French President Francois Hollande says Iran and Russia must be part of a resolution of the crisis in Syria while maintaining his stance on Syrian President Bashar al-Assad.
“We must, with Russia, with Iran, with neighboring countries, with the Persian Gulf countries, find another solution than Bashar al-Assad,” Hollande said while addressing the United Nations General Assembly on Monday.
“We have to do everything so that a political transition can be found in Syria,” he stated.
Hollande’s remarks came a day after German Foreign Minister Frank-Walter Steinmeier said talks should be held between regional countries, the European Union states, the United States and Russia “towards the foundation of a transitional government” in the Arab country.
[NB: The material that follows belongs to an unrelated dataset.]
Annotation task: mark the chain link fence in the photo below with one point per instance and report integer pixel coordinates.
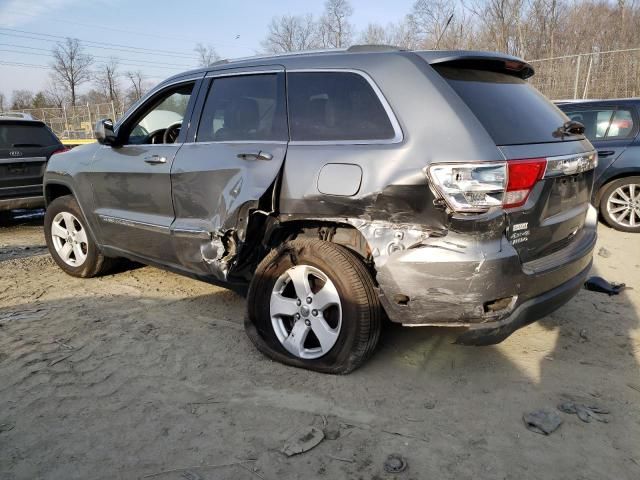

The French president’s comments strongly conflict with those of his Russian counterpart Vladimir Putin and French Foreign Minister Laurent Fabius, who say Assad is definitely part of the solution to the turmoil in Syria.
During his address to the UN General Assembly on Monday, Putin noted that no one but Assad’s armed forces are truly fighting the Daesh Takfiri terrorists and other militant groups operating inside the country.
“We think it is an enormous mistake to refuse to cooperate with the Syrian government and its armed forces who are valiantly fighting terrorism face to face,” he noted.
On September 22, Fabius said a diplomatic resolution to Syria’s crisis is impossible without Assad. “If we require, even before negotiations start, that Assad step down, we won’t get far,” he was quoted as saying in the French daily Le Figaro.
The foreign-sponsored conflict in Syria, which flared in March 2011, has reportedly claimed some 250,000 lives up until now.